Magie des odeurs… Je bombe à la cuisine. Je soulève un couvercle de marmite. Je « regarde ».

— Mince, c’est plutôt moi qui sentais ce qui se mijotait ici, M’man ! Du lapin au vin blanc !

Ça devient une sorte de jeu doux-amer. Je joue à faire croire à M’man que je vois ! Vous croyez que je pourrai la berlurer longtemps ? Y’aura fatalement le pépin idiot qui fera tout craquer, non ? Au moment où je m’y attendrai le moins.

— Ma cousine de Chambéry a écrit. Lis, la lettre est épinglée au calendrier des postes.

Je vais la prendre. Pas la moindre fausse manœuvre.

Mes gestes restent souples, presque sûrs. Au toucher j’identifie le méchant papier à lettre de la cousine Marthe. Elle l’achète dans une petite épicerie des faubourgs et il sent la nouille moisie.

— Je la lirai dans ma chambre, M’man…

— Oh, lis tout de suite, il y en a vingt lignes, j’aimerais savoir ce que tu en penses, sa proposition est peut-être intéressante et elle voudrait une réponse d’urgence.

Je retire la lettre de son enveloppe.

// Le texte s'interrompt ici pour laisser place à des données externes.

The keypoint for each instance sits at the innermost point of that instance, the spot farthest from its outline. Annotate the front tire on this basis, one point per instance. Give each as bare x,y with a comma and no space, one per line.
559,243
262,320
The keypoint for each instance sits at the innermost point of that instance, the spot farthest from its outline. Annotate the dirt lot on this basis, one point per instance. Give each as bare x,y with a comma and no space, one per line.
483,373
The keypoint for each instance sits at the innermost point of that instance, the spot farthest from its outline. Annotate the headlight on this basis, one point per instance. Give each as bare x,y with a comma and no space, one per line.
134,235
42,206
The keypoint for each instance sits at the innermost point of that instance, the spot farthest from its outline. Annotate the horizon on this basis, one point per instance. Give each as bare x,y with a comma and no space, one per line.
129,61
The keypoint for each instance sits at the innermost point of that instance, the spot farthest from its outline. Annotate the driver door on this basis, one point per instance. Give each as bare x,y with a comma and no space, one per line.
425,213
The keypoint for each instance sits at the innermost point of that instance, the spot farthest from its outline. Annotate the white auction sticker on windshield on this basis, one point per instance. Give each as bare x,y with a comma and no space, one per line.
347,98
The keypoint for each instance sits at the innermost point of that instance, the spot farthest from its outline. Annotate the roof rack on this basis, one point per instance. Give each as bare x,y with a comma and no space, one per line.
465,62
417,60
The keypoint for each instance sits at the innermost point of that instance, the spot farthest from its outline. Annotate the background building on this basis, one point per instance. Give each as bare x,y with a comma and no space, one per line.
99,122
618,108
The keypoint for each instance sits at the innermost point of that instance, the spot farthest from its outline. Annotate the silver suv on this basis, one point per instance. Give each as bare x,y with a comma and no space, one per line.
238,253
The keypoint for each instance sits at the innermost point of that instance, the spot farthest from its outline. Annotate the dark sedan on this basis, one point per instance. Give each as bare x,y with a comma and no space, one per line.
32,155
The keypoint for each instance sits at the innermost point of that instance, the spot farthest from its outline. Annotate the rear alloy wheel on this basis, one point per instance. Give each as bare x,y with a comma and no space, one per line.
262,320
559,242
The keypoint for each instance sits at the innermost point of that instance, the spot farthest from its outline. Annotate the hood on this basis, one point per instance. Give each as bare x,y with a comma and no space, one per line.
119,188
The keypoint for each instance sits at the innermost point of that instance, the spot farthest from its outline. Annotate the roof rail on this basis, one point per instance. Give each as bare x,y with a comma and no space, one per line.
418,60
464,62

Je l’ouvre en priant Dieu de ne pas la tenir à l’envers. De toute manière je me place un peu en biais par rapport à Félicie.

Ça dure combien de temps, la lecture de vingt lignes ? Je grommelle des « Hmmm grrrr mouais » incertains. Ceux que se doit d’émettre un cousin Antoine auquel une vieille seringue pucelle de cousine Marthe de Chambéry fait une proposition.

Quelle proposition ? Soudain, si je puis m’exprimer ainsi, c’est le trait de lumière.

Sa bicoque… Depuis des années elle parle de la vendre en viager… Elle est seule, Marthe et ses revenus sont si minces… L’appel du pied. Toujours j’ai fait la sourde oreille. Moi j’aime assez Chambéry, ses éléphants, sa Roussette, ses arcades, ses vieilles rues qui racontent encore le Piémont. Mais la maison de la cousine Marthe, sans façon, je vous la fais cadeau ! Un vrai cauchemar, au fond d’une cour envahie par les matériaux d’un plombier. Quatre pièces superposées. Y’en a une par étage. Et ça pue le triste, le délabré, le vermoulu. Les peintures n’ont pas été refaites depuis le mariage des parents à Marthe, laquelle trotte sur ses septante ans !

Je plonge.

— Elle y tient, décidément ! fais-je négligemment en déposant la missive sur l’étagère, entre le pot marqué café et celui sur lequel est écrit thé en caractères chinois de chez Félix Pothin.

— Alors ? insiste Félicie.

— Qu’est-ce qu’on foutrait de cette bicoque horrible, M’man ?

Elle soupire :

— Oui, bien sûr…

Pour le coup, le sol s’affermit sous mes panards. Je caracole de l’argument.